Here is where the confessions come in to play. As much as I liked her, I knew problems with Ex were on the horizon. I have to learn how to deal with Holidays and Visits before opening completely to anyone. I can trick myself into being happy for while, but at some point, work is going to get busy and the first thing I blow off is the girl I like. It's a sickness, the drive of my depression, the weight that holds me in bed. It's sad, I still love her. Wait, not sad but, pathetic and the reason for rewriting the divorce papers. It was to pave my way in to the future. She agreed to sign the last set before I went for full custody but, I can't give her that. Too much time and love invested into these kids to worry about the courts if something happens to me.

Why did I come to this:
Life.... My position of Towniedad always takes the place of number one. I always say " wait this is the last holiday that  I cater to my previous self." It ends shittt and then when does the cycle end? Answer is, now. The last month of absence from writing has been, re-evaluating my presences of being me and hoping to move forward. I've tried dating as a cure and it doesn't work. I've tried being alone and it seems to work best but, is very lonely. What do you do? What do I do? My children keep me very happy and occupied but, somehow, it's not enough to fill the void. Conversations about the future of life are missing, maybe about the small stuff that you can't explain to small person. My personal answer is to date and befriend ladies. What if one knocks my socks off???? maybe go with it? I only hope I have the strength.

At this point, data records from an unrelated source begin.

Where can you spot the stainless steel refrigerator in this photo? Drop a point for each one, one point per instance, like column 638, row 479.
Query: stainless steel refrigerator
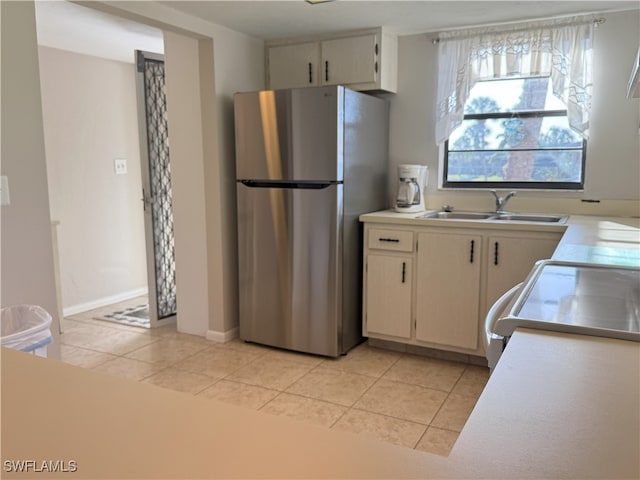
column 309, row 161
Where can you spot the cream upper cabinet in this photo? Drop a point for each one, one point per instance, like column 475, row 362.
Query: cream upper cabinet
column 511, row 257
column 350, row 60
column 448, row 289
column 365, row 60
column 293, row 66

Balance beaming life,,,, is a challenge and I hope I'm approaching it right. Dating 'Maybe on hold," Parenting, Work, family, home, community and being a part of what? Life....

My oldest son had a project this week do a project at home, it's a basic something that resembles the number 100. Tomorrow is his hundredth day of school. I printed and cut out a hundred pictures of the last 150 days or 100 days of school. Looking through the pictures, they really haven't had a mother figure but, they have been smiling on most occasions. That makes me happy, if I can calm my libido down to really not worry about the company, maybe just maybe I can start moving on; Improving, cultivating, honing, becoming one or whole as a family or self. it's not just a goal but a necessity. For now wish me luck

Side note... One of the next couple of posts will be about why I really have a hard time coupling:(
Spoiler Alert!!!!! Cheaters drive me crazy, As a person trying to date, girls who don't trust or look for problems, kill relationships. I'm sure it goes both ways.